2人目の椎名修氏はアフリカゾウ飼育の第一人者。とべ動物園では3頭の繁殖に成功しています。1988年9月から雄ゾウ1頭と雌ゾウ1頭の飼育を始め、早くから繁殖に向けての基礎研究とデータの収集、行動調査が始まりました。2006年に生まれた1頭目こそ母ゾウが育児放棄したため人工保育での子育てとなりましたが、2、3頭目は母ゾウがしっかりとと育て、成長しています。

ゾウの子どもが生まれたことで、とべ動物園ではさまざまな形態のゾウ社会を形成することができました。母ゾウと子ども2頭(雌と雄)との3頭による同居や、母子と父ゾウが同居するという展示も実現しました。

雌ゾウを中心に家族単位で生活するのが野生におけるゾウ本来の姿です。これを母系集団と言います。雄ゾウは、幼い頃こそ群れの中で一緒に暮らしますが、成長すると群れを離れて1頭で暮らすようになります。このようなゾウの性質を理解した上で、データを丁寧に積み重ねながら実施した飼育によって実現したのが「年齢が異なる3頭の雌ゾウが一緒に暮らす」という野生と同じような母系集団による家族による生活なのです。

NPO法人アフリカゾウの涙 山脇愛理氏

3人目の登壇は山脇愛理氏。ケニアで獣医師として活動する滝田明日香氏とともにNPO法人アフリカゾウの涙で共同代表を務めています。
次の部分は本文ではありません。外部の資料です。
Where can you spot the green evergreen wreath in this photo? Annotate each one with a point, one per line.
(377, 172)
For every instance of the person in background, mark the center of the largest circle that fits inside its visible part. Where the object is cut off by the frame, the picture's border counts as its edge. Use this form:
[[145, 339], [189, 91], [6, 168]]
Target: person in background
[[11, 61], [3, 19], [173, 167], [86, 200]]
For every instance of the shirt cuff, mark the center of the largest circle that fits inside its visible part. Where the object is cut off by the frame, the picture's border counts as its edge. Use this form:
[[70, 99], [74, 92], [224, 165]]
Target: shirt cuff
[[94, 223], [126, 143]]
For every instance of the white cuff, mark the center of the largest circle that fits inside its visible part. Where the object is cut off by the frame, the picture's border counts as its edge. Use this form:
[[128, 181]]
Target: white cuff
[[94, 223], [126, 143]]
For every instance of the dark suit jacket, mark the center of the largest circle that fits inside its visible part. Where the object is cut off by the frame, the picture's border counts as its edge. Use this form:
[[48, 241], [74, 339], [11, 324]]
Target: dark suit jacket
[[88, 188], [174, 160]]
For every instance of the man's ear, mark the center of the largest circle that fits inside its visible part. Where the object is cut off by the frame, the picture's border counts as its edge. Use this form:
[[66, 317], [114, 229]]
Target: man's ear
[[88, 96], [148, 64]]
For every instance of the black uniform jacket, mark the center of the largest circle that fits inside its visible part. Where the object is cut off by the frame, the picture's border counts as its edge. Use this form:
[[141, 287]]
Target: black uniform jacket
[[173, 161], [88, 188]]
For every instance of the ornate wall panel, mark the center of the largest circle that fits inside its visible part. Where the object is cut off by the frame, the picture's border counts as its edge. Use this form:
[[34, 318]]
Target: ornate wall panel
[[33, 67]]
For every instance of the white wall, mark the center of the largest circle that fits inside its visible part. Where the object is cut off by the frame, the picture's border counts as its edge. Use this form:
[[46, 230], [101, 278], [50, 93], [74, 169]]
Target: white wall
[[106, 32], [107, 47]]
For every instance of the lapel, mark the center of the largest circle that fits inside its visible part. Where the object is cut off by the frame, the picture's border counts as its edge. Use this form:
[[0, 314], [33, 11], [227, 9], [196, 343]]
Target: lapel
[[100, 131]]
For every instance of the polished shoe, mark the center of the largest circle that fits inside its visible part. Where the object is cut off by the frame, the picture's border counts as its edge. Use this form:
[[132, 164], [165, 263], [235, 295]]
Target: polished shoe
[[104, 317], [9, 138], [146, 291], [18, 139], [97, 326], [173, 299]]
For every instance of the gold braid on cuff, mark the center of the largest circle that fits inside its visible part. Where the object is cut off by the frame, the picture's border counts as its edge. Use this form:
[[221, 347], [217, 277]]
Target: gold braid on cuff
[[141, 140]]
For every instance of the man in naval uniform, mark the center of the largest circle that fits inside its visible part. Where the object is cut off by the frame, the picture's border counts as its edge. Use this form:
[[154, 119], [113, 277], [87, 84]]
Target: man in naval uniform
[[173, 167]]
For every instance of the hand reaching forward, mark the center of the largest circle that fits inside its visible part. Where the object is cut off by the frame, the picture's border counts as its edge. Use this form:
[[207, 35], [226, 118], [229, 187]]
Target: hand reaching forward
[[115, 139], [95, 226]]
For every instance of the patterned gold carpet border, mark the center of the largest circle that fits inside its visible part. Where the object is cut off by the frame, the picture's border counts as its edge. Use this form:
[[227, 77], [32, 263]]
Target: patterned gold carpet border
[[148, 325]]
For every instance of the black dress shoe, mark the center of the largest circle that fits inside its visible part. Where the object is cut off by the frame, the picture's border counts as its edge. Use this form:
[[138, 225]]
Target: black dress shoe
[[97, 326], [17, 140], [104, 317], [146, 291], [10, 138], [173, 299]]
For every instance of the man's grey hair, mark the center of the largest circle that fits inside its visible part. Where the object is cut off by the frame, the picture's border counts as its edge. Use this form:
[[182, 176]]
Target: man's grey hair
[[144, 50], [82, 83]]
ゾウと人間との軋轢はケニアでも大きな問題です。現地で展開している木の苗を販売するビジネスや、ゾウが嫌いな蜂を飼うことでゾウを近寄らせず同時にハチミツで現金収入を得る養蜂のプロジェクトに取り組み、ゾウの畑荒しや貧困、森林伐採問題への対策を進めている様子を、普段なかなか目にすることのない貴重な写真とエピソードを元に山脇氏が紹介しました。

国際的に象牙取引の禁止が進むなかで日本では依然として全面禁止の姿勢をとらず、象牙取引・消費が進んでいます。日本は象牙消費国だ、という印象が世界に広まっているのです。欧米や象牙の生産国であるアフリカ諸国でさえも撲滅運動が進む中、日本はまだまだ後ろ向きと言わざるを得ません。象牙消費のほとんどは印鑑向けであるため、アフリカゾウの涙では印鑑への象牙使用禁止を今後も訴えかけていきます。
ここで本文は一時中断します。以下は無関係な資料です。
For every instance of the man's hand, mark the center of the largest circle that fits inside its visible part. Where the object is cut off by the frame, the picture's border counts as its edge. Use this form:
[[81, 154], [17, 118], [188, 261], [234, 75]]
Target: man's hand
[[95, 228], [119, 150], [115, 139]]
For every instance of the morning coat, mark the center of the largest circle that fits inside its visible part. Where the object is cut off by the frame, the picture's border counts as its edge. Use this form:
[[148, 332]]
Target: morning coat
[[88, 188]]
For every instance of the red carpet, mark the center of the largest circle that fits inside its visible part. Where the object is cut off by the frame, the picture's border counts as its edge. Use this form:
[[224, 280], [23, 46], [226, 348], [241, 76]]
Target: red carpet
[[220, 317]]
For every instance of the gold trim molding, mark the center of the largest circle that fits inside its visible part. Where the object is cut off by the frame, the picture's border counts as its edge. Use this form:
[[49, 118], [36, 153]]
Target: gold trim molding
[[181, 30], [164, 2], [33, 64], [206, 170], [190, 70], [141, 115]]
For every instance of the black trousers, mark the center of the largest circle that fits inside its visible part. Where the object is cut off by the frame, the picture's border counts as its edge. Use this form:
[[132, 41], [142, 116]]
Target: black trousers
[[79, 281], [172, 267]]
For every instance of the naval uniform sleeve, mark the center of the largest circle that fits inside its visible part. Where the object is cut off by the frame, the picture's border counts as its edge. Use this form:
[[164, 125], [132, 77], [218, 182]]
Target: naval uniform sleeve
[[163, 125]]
また、アフリカゾウを取り巻く厳しい環境を日本でも伝えるために「象牙を必要としない世代をつくる」ことを目標に No Ivory Generation Project を立ち上げました。絵本の出版と小学校への寄贈など、今後も積極的な啓発活動を行なっていく予定です。

BCTJ理事/旭山動物園園長 坂東元氏

4人目は、BCTJで理事を務める旭山動物園園長の坂東元氏。なぜ北国の小さな動物園がボルネオの保全活動に関わるようになったのかといえば、前理事長の坪内俊憲氏から「動物園は動物の命を預かっている。であれば、彼ら故郷に対しても何かすべきではないか」と発破をかけられたこと。すぐに現地を訪れて自然の素晴らしさと環境問題の深刻さを目の当たりにし、現地の要望も受けてボルネオゾウ活動を始めました。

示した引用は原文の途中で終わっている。